Connected to the greater freedom to share space comes a desire to dilute restrictions on use. Landlords and tenants may want to promote variety to create "destinations" where customers can enjoy a whole day out with both traditional retail and more experimental offerings (such as boutique cinemas, escape rooms and yoga studios) to drive footfall. After all, the physical aspects of these uses are something that cannot be replicated online. By allowing multiple uses landlords are giving tenants the chance to create a compelling multi-faceted reason for consumers to visit a scheme.
Whereas it might have been standard a few years ago to automatically include prohibitions on the use of retail space for public gatherings and/or residential, now such clauses are being reconsidered on a case-by-case basis. Such clauses could impede the use of space for public demonstrations of products, lifestyle classes or even the opportunity to "experience" a product overnight.
Advertising is an essential part of retailing and increasingly success is measured by speed of response, whether responding to an event or product going viral or a sudden shift in consumer demand. By lifting some of the tight controls on signage landlords are giving tenants greater scope to undertake timely marketing campaigns to capture a trend at the right time thereby increasing footfall.
More frequent, simplified, break rights are another common tenant request. For landlords, it may be better to have a struggling tenant (who is likely to add little ongoing value to a scheme) exercise a break right and open up the chance of finding a better tenant than to allow a scheme to be dragged down by an underperforming retailer or face losing that retailer through a CVA or insolvency process. For a tenant, more frequent break rights allow scope to experiment with units and to have a clear exit strategy if something is not working.
The obvious example is turnover rents, in which the fortunes of landlords and tenants are clearly tied together and more closely reflect the profitability of a store. A recent development is the growth of turnover-only rents (it has previously been usual to have a base rent plus turnover rent or a minimum turnover rent provision). We have seen variations of all-inclusive rents (for example, in which the landlord takes the risk of business rates going up or down) and we anticipate more imaginative ways for landlords and tenants to work together – perhaps even with a rent based on footfall.

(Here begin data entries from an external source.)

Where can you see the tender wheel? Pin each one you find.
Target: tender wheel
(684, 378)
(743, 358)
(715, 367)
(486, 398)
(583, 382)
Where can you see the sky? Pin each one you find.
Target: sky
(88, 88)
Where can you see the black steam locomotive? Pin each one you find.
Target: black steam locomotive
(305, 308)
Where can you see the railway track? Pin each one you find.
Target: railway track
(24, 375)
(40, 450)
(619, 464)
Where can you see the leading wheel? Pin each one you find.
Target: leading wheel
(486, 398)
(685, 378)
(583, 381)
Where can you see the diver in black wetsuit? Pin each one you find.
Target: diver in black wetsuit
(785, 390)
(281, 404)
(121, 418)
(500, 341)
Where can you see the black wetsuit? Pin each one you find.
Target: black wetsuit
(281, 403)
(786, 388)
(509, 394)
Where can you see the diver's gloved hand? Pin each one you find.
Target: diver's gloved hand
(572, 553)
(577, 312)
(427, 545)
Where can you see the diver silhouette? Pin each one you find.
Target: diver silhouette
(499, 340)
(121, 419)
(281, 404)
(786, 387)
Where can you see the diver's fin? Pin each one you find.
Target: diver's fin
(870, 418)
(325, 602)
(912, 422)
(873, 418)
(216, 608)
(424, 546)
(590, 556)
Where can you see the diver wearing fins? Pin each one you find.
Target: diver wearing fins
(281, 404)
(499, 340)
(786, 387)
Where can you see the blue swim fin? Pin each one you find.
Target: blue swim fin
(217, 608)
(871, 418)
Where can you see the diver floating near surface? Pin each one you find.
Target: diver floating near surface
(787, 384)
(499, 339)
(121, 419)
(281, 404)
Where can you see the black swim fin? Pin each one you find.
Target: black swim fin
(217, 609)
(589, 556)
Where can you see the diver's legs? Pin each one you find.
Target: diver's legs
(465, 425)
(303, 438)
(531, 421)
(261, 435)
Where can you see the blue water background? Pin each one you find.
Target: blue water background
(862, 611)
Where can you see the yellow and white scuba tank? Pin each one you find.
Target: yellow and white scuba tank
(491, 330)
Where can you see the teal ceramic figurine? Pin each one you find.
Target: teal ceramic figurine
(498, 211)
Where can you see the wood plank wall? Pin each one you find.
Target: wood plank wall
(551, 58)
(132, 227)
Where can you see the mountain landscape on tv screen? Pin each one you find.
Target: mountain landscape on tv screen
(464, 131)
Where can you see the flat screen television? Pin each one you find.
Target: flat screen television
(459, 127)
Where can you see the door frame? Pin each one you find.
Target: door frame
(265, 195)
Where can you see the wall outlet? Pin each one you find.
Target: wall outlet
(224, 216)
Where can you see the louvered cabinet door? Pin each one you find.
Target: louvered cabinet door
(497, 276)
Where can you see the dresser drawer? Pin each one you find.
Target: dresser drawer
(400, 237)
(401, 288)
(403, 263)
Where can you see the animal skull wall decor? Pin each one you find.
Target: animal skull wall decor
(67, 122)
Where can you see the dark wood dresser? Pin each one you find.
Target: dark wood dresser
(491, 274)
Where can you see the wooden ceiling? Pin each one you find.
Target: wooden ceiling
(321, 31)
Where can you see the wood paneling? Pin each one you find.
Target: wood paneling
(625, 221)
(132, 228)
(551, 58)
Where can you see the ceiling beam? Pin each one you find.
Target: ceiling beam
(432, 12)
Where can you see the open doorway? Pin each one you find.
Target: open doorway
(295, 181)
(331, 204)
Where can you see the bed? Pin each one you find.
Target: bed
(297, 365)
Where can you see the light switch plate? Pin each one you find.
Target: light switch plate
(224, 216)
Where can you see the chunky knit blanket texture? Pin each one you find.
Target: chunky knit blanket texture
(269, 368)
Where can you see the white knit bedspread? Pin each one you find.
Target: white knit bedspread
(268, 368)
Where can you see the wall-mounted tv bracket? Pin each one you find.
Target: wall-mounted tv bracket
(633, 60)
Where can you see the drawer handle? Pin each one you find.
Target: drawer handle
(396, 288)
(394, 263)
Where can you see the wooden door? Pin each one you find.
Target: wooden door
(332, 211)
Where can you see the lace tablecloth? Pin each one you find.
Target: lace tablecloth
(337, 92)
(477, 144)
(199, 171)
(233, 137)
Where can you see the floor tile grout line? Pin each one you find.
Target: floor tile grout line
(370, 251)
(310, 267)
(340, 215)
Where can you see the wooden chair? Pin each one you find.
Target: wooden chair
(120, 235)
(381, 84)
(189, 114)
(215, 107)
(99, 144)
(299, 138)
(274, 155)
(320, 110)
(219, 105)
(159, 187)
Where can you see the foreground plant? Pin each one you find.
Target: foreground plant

The growth of more flexible lease terms illustrates that landlords are, where appropriate, willing to cede a degree of control over their properties to allow tenants greater room to experiment and flourish. That additional flexibility equips tenants with the ability to adapt quickly to changing customer demands and tastes during the term of the lease while also promoting collaboration between the parties. In the right situation, joining forces and collaborating may be the best strategy to keep up with the market, avoid CVAs and retain consumers and that is why this new breed of retail leases can be seen as moving towards a joint venture. After all, it is not just about having the right tenant in the right place; it is also about having the right lease.